Case Presentation: A 61-year-old woman was admitted to our internal medicine teaching service with 5 days of epigastric pain accompanied by nausea and vomiting. She did not drink alcohol and did not take any home medications. Physical exam revealed epigastric abdominal tenderness. Laboratory tests revealed normal triglycerides and calcium with an elevated lipase of 173 U/L. Abdominal ultrasound demonstrated no cholelithiasis or biliary/pancreatic ductal dilatation. An abdominal CT scan ordered in the emergency room showed fat stranding posterior to the pancreatic body, consistent with pancreatitis. The plan was for “fluids, pain control and home.” IV saline and analgesics resulted in prompt resolution of her pain and she was set for discharge.

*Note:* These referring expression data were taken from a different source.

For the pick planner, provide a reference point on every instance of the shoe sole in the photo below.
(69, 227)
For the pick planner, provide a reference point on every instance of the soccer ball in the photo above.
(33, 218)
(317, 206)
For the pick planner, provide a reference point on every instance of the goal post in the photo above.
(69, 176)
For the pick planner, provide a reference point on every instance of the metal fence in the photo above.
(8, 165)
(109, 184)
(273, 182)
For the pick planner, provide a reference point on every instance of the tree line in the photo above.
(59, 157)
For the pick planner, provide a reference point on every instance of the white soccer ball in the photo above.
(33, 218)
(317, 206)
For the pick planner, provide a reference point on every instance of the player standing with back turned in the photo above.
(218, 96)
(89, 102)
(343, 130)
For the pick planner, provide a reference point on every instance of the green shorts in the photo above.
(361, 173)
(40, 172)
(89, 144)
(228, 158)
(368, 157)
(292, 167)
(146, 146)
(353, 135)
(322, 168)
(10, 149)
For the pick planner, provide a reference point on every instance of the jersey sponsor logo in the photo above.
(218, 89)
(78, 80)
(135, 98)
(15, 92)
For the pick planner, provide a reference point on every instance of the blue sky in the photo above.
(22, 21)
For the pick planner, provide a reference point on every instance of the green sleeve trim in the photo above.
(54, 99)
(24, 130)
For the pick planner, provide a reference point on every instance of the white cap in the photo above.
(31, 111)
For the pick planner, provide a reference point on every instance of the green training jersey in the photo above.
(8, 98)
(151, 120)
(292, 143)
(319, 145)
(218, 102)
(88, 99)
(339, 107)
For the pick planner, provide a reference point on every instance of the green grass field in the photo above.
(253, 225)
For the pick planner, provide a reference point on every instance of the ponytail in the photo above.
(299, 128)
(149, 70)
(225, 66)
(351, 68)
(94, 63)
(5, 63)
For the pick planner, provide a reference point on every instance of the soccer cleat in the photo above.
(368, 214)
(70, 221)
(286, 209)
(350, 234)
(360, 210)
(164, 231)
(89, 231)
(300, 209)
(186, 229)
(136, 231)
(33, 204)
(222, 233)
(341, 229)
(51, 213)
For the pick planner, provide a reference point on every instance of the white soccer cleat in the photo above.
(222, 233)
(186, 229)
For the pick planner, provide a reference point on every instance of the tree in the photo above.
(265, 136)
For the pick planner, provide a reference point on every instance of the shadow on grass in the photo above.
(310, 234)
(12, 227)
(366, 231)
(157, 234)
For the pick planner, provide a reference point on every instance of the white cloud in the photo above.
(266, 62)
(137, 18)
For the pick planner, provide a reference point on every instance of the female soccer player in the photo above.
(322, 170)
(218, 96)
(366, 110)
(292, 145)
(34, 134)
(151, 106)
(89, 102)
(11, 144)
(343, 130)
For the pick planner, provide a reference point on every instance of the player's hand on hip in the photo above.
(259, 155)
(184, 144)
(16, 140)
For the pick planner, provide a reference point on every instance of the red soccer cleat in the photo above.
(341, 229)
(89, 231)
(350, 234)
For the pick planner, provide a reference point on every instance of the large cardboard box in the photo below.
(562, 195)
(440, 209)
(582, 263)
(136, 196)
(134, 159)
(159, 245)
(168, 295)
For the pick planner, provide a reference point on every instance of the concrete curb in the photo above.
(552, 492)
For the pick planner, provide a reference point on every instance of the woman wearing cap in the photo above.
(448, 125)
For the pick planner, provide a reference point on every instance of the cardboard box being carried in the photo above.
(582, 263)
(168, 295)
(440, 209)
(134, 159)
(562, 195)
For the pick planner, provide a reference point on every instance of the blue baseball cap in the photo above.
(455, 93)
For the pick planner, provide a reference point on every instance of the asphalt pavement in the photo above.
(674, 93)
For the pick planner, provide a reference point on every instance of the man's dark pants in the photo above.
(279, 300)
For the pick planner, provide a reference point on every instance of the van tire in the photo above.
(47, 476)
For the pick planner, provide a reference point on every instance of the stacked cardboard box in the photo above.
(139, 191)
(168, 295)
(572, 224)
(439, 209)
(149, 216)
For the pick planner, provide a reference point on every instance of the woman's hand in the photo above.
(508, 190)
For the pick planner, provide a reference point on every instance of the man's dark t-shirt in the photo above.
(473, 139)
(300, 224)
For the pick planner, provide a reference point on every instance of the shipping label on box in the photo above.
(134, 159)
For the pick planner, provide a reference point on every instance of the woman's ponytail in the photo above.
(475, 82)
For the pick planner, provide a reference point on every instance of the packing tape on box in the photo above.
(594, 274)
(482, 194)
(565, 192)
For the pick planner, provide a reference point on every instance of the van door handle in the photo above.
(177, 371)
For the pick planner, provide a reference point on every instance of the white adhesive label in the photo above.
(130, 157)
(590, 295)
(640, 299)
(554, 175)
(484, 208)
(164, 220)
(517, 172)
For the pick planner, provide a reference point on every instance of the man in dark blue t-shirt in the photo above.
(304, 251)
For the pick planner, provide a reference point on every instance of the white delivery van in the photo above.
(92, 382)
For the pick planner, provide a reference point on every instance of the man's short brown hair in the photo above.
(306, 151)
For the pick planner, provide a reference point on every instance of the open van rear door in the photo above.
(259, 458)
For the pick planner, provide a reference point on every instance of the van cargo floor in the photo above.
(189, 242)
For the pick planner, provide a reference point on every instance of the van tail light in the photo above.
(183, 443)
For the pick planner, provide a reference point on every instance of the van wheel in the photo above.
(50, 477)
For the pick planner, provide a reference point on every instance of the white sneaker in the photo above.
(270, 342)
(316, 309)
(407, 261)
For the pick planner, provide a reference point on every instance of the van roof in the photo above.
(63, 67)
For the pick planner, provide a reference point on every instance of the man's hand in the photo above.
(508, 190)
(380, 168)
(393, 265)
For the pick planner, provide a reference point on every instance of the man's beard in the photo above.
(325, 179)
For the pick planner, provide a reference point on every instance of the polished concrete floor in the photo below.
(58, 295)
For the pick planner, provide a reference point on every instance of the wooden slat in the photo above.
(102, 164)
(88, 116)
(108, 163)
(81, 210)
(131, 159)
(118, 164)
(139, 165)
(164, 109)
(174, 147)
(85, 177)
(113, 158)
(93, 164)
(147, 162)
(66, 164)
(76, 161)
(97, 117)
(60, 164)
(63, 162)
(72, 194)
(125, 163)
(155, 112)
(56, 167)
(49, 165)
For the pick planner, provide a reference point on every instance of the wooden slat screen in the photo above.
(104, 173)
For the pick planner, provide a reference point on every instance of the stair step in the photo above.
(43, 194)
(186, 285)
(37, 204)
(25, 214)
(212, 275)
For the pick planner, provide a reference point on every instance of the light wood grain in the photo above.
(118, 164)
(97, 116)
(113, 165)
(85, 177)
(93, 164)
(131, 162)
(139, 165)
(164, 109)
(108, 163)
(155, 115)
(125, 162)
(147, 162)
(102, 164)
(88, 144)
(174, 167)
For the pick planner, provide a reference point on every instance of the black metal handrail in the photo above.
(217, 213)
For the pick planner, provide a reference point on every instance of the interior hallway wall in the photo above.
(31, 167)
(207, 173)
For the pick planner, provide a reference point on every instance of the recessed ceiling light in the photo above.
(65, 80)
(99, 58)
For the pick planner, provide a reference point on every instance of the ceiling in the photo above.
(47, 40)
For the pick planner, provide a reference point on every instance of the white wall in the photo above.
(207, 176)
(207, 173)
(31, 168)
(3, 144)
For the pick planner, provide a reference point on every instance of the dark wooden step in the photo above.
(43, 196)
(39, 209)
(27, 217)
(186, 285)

Hours prior to discharge, her daughter inquired about a rash that had developed five days before symptom onset. Closer exam of the patient’s skin revealed diffuse sub-centimeter vesicular lesions and crusted papules on the patient’s face, scalp, trunk and extremities bilaterally (Figure 1). A vesicular lesion was incised, the fluid sent for culture. PCR was positive for varicella zoster virus, consistent with a diagnosis of disseminated VZV: an unusual but reported culprit of acute pancreatitis. Further review of her record revealed a history of stem cell transplantation one year prior after diagnosis of Diffuse Large B-Cell Lymphoma. She completed a ten day course of IV acyclovir with resolution of her rash and improvement in her overall well-being.
Discussion: Cognitive bias is a common cause of diagnostic error, estimated to account for up to 17% of adverse hospital events. Premature closure is a form of cognitive bias that results from ending a decision-making process before all relevant details have been considered. Teaching teams are particularly susceptible to making these errors as they must negotiate the competing responsibilities of patient care and education during a finite period of work rounds. It is therefore tempting to see “bread and butter” and use the fast, but error-prone heuristic approach when deriving a treatment plan. This case highlights how premature closure resulted in the near miss of a rare, but well-established etiology of pancreatitis – disseminated varicella – that is associated with a high rate of mortality. To mitigate the effects of premature closure bias, our team implemented a daily debriefing session at the end of teaching rounds to encourage residents to apply a slower, more analytical diagnostic approach to “bread and butter” cases on our service.
Conclusions: Diagnostic errors resulting from cognitive bias are common and can negatively impact patient safety and outcomes. One way to reduce negative outcomes associated with cognitive biases is to increase awareness about their existence by reflecting on the thought process that guides clinical decision-making.